Cancer Detection in a Breath

    6
    【 This post was originally published on here. 】

    By Drs. David Niesel and Norbert Herzog

    Any cancer patient will tell you that the fear of a cancer’s recurrence is with them all the time. For many, follow-up can involve invasive or uncomfortable testing that serves as an ongoing reminder of cancer’s threat. For patients with lung cancer, the follow-up usually means regular CT scans to look for tumors. Now there is a promising new breath test that detects the presence of certain markers that are only present in patients with lung cancer. How is that for patient friendly?

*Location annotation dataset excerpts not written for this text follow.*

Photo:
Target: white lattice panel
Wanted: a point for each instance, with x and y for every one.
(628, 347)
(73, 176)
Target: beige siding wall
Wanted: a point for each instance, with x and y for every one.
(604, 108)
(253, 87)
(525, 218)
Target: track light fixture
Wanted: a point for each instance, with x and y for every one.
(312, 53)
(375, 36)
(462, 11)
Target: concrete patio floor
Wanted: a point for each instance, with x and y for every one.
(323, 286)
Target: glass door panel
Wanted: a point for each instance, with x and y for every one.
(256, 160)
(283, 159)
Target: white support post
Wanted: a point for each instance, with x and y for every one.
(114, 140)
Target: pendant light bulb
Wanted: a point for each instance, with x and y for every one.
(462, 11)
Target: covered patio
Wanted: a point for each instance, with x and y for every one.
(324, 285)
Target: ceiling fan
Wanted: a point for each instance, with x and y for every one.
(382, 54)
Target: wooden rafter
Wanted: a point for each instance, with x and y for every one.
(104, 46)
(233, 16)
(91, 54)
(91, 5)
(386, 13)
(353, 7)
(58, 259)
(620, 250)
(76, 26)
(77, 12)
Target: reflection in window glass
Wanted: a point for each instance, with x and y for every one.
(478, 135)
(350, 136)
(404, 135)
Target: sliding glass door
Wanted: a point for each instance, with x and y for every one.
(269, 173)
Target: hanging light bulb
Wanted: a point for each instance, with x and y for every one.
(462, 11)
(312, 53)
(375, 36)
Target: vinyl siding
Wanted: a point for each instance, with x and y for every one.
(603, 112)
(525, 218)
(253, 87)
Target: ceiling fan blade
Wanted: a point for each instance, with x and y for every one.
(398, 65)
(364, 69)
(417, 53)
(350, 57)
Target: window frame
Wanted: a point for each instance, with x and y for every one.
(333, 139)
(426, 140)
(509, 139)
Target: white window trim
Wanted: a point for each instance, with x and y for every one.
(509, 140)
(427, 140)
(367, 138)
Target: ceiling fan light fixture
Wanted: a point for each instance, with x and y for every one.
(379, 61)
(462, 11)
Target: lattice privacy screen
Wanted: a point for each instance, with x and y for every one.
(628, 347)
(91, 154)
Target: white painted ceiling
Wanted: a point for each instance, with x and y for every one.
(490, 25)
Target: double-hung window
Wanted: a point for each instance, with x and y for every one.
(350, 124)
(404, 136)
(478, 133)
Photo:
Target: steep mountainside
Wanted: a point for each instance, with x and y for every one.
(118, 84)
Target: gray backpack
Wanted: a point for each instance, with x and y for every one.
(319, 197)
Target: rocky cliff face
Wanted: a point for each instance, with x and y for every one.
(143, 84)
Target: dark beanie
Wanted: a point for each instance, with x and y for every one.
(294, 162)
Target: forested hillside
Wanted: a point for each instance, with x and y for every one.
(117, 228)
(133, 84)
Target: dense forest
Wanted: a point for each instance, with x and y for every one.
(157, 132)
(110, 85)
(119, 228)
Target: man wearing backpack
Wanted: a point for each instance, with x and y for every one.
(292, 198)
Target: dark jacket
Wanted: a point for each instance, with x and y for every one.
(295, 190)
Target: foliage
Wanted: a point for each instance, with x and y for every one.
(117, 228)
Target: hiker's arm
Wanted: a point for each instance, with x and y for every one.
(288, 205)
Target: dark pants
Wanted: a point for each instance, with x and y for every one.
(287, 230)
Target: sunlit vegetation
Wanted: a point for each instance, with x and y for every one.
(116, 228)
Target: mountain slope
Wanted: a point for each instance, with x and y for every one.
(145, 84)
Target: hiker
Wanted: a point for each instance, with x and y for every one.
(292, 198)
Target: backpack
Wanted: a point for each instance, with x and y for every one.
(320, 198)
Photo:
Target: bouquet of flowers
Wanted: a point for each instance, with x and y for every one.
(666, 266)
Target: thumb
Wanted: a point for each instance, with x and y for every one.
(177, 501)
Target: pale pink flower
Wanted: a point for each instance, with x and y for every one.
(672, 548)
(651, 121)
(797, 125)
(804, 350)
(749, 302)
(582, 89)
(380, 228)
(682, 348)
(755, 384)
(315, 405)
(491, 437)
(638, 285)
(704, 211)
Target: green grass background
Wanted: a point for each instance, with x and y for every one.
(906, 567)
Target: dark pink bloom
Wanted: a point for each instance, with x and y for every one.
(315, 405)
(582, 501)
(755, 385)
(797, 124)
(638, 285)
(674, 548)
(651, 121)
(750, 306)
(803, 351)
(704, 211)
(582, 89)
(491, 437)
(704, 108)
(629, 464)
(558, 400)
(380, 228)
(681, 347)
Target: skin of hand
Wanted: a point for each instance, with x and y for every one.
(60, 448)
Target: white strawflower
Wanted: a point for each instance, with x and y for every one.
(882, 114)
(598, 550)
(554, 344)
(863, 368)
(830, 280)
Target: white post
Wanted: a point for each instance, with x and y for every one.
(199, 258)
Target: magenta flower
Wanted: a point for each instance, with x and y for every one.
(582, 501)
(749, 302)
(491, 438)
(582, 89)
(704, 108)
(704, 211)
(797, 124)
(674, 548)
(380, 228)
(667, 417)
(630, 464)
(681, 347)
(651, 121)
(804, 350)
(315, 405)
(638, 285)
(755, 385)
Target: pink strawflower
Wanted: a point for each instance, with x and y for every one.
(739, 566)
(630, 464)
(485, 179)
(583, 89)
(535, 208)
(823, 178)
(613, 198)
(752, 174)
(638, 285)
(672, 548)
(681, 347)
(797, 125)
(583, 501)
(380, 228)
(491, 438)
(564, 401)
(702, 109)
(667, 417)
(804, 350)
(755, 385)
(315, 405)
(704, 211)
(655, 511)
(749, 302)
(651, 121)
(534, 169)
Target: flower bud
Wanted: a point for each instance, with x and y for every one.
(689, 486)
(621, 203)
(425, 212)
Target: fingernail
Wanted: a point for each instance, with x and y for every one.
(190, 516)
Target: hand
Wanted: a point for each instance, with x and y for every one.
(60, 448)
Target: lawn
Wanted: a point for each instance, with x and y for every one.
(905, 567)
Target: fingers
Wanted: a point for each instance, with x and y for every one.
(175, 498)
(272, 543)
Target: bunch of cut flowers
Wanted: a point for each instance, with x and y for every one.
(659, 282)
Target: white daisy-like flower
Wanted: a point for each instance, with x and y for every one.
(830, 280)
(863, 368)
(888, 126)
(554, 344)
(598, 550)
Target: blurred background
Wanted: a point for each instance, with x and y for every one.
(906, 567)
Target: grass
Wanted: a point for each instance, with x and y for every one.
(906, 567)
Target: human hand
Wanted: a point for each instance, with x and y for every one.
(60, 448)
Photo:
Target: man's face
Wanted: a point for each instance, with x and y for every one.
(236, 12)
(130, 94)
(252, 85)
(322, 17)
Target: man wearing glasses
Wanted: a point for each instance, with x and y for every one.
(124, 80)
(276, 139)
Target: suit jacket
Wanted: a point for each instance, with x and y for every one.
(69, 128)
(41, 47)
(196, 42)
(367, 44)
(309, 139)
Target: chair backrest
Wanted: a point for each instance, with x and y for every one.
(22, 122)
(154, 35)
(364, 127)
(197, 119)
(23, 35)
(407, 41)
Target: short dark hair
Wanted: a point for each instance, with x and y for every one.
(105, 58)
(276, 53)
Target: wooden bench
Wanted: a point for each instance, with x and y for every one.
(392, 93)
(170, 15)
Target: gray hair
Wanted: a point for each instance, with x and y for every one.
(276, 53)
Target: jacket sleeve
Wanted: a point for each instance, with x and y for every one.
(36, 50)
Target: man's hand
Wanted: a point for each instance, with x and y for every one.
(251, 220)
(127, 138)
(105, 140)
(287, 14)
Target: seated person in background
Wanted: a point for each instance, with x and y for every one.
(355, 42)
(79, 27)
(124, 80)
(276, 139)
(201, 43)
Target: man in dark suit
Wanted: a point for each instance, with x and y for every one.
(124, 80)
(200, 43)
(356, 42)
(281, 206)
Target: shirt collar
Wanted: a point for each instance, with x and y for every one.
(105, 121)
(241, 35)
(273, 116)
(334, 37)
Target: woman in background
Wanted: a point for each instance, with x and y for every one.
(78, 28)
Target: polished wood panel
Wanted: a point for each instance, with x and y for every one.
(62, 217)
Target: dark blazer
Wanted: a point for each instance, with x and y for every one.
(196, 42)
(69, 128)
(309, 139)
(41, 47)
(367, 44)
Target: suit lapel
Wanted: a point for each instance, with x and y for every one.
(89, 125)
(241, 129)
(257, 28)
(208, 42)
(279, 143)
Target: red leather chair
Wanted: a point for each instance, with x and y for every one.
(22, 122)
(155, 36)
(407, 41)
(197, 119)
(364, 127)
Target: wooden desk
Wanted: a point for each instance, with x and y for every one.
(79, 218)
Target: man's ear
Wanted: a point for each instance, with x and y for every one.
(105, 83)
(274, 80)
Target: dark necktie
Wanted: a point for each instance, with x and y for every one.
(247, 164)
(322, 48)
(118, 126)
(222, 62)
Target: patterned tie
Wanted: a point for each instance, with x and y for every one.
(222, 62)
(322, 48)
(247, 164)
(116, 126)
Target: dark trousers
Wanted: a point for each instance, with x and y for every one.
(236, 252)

    Lung cancer is the leading cause of cancer deaths in every ethnic group. It is estimated that in 2016, 224,000 new cases will be been diagnosed representing almost 14 percent of all new cancers. The leading cause of lung cancer is smoking. Only 15 percent of lung cancer patients are diagnosed before the disease has spread or metastasized. Deaths from lung cancer are estimated to be 158,000 in 2016. Sadly, only about 18 percent of people diagnosed with lung cancer survive 5 years. Survival time is dependent upon the stage at which the cancer is diagnosed. So the need for better screening tests to identify lung cancer as early as possible are needed along with tests that could detect its recurrence.

    Scientists used a device called a mass spectrometer to detect the presence and amounts of specific volatile organic compounds, or VOCs, in the breath of cancer patients. These compounds are generally in very low amounts in the body but exhaled breath contains thousands of them. The carbonyls have been found to be a signature for lung cancer.

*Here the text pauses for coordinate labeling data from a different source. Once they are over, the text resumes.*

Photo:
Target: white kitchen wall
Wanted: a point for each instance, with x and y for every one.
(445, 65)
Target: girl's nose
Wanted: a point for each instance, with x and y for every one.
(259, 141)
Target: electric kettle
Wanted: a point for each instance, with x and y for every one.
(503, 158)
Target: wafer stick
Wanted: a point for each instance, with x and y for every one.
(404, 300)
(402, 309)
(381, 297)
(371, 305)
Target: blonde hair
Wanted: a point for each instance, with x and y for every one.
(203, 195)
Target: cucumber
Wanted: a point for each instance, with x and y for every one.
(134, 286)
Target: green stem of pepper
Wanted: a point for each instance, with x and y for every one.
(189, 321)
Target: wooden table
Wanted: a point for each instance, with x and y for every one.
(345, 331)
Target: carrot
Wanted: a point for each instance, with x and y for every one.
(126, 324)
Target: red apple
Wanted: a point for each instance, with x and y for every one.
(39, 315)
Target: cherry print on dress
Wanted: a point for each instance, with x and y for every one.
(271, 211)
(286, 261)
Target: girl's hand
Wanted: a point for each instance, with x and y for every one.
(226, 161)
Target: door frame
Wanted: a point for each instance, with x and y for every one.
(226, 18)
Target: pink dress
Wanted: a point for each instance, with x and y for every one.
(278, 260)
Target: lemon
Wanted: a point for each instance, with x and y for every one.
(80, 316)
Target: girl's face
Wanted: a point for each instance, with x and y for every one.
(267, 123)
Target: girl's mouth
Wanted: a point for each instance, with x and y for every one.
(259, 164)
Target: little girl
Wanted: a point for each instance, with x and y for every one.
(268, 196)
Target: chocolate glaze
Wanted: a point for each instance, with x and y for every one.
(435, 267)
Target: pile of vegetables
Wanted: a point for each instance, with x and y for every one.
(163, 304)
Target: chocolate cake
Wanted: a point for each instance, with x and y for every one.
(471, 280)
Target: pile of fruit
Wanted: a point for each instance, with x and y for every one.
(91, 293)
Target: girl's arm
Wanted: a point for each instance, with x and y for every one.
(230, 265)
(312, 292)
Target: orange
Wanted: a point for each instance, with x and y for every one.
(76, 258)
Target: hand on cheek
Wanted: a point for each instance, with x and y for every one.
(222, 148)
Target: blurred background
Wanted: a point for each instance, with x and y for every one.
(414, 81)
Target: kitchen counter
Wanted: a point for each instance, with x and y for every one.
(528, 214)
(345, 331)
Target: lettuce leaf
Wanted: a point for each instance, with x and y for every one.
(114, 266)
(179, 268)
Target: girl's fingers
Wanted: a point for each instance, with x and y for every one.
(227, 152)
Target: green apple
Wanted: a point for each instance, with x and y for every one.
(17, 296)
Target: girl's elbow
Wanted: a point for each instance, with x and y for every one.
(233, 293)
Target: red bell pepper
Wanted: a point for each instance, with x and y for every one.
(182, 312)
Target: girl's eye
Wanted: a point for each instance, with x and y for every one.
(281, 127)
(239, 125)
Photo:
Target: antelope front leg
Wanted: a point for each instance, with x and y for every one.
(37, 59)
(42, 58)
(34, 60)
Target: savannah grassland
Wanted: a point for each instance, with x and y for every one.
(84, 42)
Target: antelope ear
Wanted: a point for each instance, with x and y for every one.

    This breath signature has been used as the primary screening tool to detect the recurrence of lung cancer. A patient’s breath is air exposed to a quarter-sized microchip that captures VOCs present in the breath. A mass spectrometer identifies and determines the level of these the chemicals in the breath in just a few hours for about $20. Currently, screening for the recurrence of lung cancer by low dose CT scans costs between $350 – $400 out-of-pocket. An earlier study showed that these CT scans only increased survival by 6.7 percent in patients of high risk for lung cancer and mortality was reduced by 20 percent. A large national study of CT scan screening showed an astounding 94 percent were false positives. False positive results lead to additional testing that includes some invasive procedures.

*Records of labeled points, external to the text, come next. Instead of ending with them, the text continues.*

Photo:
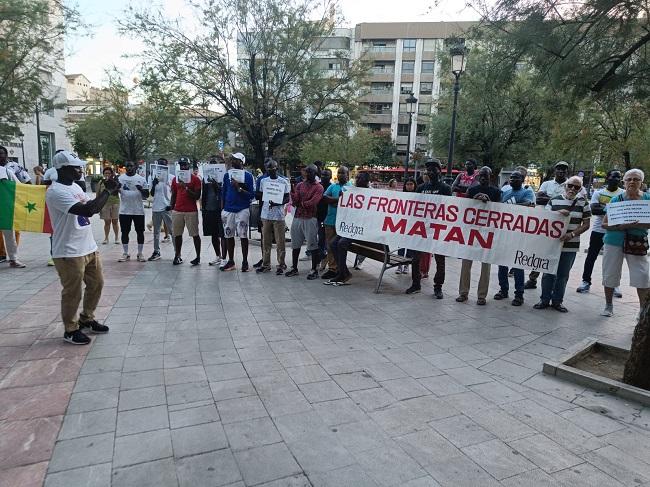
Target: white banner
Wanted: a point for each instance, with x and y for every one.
(214, 171)
(184, 175)
(496, 233)
(274, 190)
(630, 211)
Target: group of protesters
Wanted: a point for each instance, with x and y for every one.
(312, 198)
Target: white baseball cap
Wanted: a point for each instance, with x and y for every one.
(66, 158)
(240, 156)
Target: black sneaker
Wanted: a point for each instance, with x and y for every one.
(76, 338)
(94, 326)
(413, 290)
(530, 284)
(328, 275)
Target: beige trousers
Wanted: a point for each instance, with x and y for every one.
(72, 272)
(466, 275)
(269, 229)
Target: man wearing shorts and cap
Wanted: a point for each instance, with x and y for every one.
(74, 249)
(237, 196)
(185, 213)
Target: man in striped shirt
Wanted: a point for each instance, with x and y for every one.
(577, 208)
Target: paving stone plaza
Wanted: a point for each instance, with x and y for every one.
(237, 379)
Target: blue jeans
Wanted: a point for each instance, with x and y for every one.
(519, 280)
(554, 285)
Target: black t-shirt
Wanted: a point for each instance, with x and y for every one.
(434, 188)
(492, 192)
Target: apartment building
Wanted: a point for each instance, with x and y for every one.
(404, 58)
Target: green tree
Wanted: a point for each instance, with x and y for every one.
(362, 148)
(124, 131)
(588, 46)
(500, 112)
(31, 46)
(255, 60)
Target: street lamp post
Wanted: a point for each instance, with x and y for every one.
(411, 104)
(458, 62)
(21, 137)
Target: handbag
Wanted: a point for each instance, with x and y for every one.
(635, 244)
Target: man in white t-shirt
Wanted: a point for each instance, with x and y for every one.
(74, 249)
(599, 201)
(160, 209)
(9, 244)
(132, 190)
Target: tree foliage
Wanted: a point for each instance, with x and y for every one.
(126, 131)
(500, 112)
(587, 46)
(362, 148)
(31, 47)
(255, 60)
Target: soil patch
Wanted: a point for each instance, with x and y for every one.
(603, 361)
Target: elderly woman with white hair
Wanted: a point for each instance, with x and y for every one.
(627, 242)
(577, 208)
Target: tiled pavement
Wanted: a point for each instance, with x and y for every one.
(215, 379)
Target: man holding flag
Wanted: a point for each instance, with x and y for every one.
(74, 249)
(8, 183)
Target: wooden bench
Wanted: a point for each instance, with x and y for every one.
(380, 253)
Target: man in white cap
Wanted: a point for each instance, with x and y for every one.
(238, 191)
(74, 249)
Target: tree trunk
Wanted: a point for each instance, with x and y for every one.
(637, 368)
(626, 160)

    In the current study, the VOCs of 31 patients with lung cancers were compared before and after their tumors had been surgically removed to 187 control patients with no history of cancer. Previous studies have reported elevated levels of four distinct carbonyl cancer VOCs in cancer patients that were different from patients with benign lung disease or no disease. VOCs were decreased after surgery with three of the four VOCs at levels comparable to those in the control patients. Given the high rate of false positives, the relatively high cost, the increased exposure to CT radiation and the challenge of getting patients to comply makes finding an alternative screening method a worthy goal. This study was preliminary, so studies with many more patients will have to be conducted before this new approach can be the standard screening for lung cancer recurrence.